All these substations are constructed with drainage systems that collect rainwater to be channeled away from the electrical transformer and discharged into a nearby creek or tributary to a river. Because these initial distribution transformers deal with massive amounts of voltage, they are encased in several thousand gallons of oil for cooling.
In order to devise the most efficient containment system possible to protect against a transformer leak, the utility provided research funds to several engineering firms to design an interceptor and underground oil containment system for two existing 500-kV substations. These computer-controlled substations are unmanned, and therefore the challenge of designing the system lay in its automation to sense an oil spill on its own. The electric utility also wanted a pipe material that would be impervious to most of the chemicals with which it would come in contact, particularly oil, and they wanted a joining system that would not leak.
They chose a unique design submitted by civil engineers at Davis-Martin-Powell & Associates (DMP) of High Point, NC. Ben Palmer, P.E., the DMP engineer in charge of the project, worked with Don Joyce of Pomona Pipe Products, who suggested using Hobas Pipe for the project.
“I know of no other product that has a better joint or better chemical resistance than Hobas pipe,” said Joyce. “Palmer agreed because he had also had some experience with it [Hobas pipe].”
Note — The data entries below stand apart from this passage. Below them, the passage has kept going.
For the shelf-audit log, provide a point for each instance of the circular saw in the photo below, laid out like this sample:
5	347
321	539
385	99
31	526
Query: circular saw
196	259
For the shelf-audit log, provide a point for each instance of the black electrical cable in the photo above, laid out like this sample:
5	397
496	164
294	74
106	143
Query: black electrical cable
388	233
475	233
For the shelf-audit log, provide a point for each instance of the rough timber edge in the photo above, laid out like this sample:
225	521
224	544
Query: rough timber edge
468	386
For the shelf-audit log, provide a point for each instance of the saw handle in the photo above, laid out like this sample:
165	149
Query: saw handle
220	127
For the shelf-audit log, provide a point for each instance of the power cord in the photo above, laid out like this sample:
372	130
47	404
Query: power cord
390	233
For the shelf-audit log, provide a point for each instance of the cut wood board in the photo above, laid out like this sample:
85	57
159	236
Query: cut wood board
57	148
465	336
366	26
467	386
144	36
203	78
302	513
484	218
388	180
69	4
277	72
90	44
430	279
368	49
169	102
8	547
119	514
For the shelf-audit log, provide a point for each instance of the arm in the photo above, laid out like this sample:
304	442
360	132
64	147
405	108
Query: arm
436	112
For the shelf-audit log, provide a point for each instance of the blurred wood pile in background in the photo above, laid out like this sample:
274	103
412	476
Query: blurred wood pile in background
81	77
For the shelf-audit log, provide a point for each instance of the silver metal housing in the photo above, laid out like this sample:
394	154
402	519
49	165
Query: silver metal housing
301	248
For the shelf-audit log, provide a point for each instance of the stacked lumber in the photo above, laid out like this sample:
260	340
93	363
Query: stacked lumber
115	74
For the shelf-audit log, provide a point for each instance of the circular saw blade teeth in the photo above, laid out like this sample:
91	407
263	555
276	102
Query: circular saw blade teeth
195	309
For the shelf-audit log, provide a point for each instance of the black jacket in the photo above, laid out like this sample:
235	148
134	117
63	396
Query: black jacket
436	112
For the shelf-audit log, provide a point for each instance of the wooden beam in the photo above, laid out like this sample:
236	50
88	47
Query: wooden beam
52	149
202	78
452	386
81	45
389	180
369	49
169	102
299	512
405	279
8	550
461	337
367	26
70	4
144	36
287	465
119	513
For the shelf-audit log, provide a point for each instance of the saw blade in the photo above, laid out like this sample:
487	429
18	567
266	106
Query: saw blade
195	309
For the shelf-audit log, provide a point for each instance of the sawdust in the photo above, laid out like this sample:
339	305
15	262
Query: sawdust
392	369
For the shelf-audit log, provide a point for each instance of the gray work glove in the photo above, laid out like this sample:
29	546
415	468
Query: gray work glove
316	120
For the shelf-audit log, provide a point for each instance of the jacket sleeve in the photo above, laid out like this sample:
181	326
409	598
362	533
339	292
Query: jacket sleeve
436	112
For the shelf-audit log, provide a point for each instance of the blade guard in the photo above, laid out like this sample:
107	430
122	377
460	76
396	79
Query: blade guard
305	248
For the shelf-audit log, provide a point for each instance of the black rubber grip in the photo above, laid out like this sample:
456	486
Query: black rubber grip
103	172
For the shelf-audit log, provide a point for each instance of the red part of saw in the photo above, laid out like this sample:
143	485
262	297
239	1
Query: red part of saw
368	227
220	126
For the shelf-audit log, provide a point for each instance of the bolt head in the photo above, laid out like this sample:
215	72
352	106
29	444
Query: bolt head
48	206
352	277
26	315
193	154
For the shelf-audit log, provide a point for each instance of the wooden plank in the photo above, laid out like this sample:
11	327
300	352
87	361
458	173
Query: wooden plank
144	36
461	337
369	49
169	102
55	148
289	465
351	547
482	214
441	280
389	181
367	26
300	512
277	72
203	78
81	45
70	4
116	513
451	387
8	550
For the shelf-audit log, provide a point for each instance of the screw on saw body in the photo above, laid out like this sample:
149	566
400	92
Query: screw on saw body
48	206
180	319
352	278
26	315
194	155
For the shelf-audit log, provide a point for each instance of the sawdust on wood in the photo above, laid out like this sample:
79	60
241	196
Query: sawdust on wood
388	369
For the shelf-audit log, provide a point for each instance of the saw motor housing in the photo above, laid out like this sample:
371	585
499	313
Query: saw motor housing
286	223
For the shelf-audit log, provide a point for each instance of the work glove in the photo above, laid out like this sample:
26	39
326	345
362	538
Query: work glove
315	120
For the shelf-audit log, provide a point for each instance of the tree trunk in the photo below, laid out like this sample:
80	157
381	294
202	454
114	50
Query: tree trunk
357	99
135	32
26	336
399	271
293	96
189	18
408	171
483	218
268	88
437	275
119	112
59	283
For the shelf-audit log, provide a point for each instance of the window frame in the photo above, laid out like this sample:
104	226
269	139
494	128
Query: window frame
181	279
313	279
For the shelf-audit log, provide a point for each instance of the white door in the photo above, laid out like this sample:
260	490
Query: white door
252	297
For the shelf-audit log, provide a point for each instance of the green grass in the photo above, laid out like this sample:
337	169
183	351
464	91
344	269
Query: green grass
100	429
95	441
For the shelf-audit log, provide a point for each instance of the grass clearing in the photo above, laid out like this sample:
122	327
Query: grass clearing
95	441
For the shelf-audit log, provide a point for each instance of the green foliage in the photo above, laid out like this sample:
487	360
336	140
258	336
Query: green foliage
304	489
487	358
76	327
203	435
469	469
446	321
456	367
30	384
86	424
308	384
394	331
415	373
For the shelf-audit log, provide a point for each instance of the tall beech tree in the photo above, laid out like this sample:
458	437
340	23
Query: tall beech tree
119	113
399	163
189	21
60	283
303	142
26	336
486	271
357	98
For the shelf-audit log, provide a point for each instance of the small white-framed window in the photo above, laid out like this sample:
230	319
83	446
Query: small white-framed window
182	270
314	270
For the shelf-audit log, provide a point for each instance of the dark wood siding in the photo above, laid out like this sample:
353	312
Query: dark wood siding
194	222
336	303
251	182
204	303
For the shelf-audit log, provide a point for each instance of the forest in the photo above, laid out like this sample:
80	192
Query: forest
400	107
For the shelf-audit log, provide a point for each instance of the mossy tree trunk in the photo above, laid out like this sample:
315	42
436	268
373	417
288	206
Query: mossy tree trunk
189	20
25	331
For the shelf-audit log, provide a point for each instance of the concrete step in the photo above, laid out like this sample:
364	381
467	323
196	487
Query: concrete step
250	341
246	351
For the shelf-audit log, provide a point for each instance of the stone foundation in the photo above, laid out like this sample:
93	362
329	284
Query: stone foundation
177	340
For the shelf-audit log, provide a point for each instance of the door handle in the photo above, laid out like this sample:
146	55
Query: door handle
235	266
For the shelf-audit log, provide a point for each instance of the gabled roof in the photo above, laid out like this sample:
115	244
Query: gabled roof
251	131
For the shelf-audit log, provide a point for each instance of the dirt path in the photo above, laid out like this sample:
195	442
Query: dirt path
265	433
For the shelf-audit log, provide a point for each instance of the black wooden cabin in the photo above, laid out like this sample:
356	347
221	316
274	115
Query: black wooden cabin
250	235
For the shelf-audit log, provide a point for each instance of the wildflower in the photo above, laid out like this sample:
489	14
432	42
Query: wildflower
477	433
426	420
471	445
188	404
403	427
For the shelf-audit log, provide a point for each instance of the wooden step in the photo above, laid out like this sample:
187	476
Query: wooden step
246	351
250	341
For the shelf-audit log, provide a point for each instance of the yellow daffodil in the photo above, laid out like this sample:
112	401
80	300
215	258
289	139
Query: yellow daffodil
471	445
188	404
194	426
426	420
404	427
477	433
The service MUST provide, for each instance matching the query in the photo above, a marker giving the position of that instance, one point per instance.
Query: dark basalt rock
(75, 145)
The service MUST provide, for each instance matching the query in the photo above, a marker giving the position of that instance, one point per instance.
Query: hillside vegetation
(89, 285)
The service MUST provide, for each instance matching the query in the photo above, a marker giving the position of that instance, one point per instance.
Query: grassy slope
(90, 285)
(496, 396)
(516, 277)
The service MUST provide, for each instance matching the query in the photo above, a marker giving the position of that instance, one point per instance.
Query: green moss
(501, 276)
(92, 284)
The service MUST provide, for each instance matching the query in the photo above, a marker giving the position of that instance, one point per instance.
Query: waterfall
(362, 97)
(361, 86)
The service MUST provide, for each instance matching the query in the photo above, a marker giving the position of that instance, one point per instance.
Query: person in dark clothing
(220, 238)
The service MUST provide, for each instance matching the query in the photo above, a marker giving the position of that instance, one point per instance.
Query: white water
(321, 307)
Palmer’s plan to intercept the drainage system involved installing an oil stop valve that would be sensitive to the specific gravity of the liquid in it. Water inside this chamber would cause the valve to float, allowing the water to continue outward to public drainage. If oil were sensed inside this chamber, the valve would not open because oil is less dense and lacks the buoyancy to lift the valve.
“The bank of transformers is situated atop a rock field sump,” Palmer explained. “The sump areas are connected to a storm drain pipe that conveys the storm water runoff off-site and drains these sumps during a rainfall event.”
This oil stop valve was installed in-line on the storm drain pipe, leaving the site. Inside of the oil stop valve structure, a precast structure houses the oil stop valve along with a diversion pipe leading into the containment system.
In the event that the valve sensed oil and remained closed, the oil-contaminated water would be funneled into an underground containment reservoir constructed of six-foot diameter Hobas pipe, where it would temporarily remain until it could be pumped out manually and disposed of properly.
“The design capacities for the two sites were based upon containment of a single piece of equipment and the rainfall from a 25-year, 24-hour storm event,” according to Palmer. “The concept was very similar to an underground stormwater detention facility, just a different application.”
The containment vessels are made up of custom-made Hobas elbows and tees to create manifolds and 90- to 104-foot long straight runs, according to Matt Swenson of Power Consulting, LLC, the on-site inspector for the utility. The straight sections used were 20 feet long and weighed about 7,000 pounds.
One substation’s containment vessel covers a footprint of 26 feet by 104 feet and is composed of 328 lineal feet of 72-inch Hobas pipe in three straight runs for a capacity of 60,750 gallons. The other 500-kV substation’s vessel covers a footprint of 36 feet by 90.25 feet with 383 lineal feet of 72-inch Hobas pipe in four straight runs for a capacity of 81,560 gallons.
“The owner had pre-ordered the Hobas pipe for the project due to some of the custom manufacturing involved,” said Joyce. “It saved time and the pipe was on site when the contractors arrived.”
The installation was performed by different contractors at the two different sites, neither of whom had prior experience with Hobas pipe. Quartermaster Environmental installed one system and Willis Construction Co. installed the other.
Each 72-inch Hobas pipe containment reservoir was installed in a 12-foot deep excavation atop a one-foot base of washed stone and topped with five to six feet of cover.
There was a learning curve in handling and placing the sections, with correct placement being critical in order to make the straight runs and enable the manifolds to join properly at opposite ends, approximately 100 feet apart, Swenson explained. “As the contractor set each piece, they backfilled a portion to hold the pipe in place so that there would be no need for manipulation when tying into the manifold at the end of the run.”
“With just a few instructions on how to handle Hobas pipe, the installation went well,” Joyce added.
Swenson, who was also pleased with the installation said, “I feel both projects were a success and I understand that both are operating correctly years later, namely that they are dry.”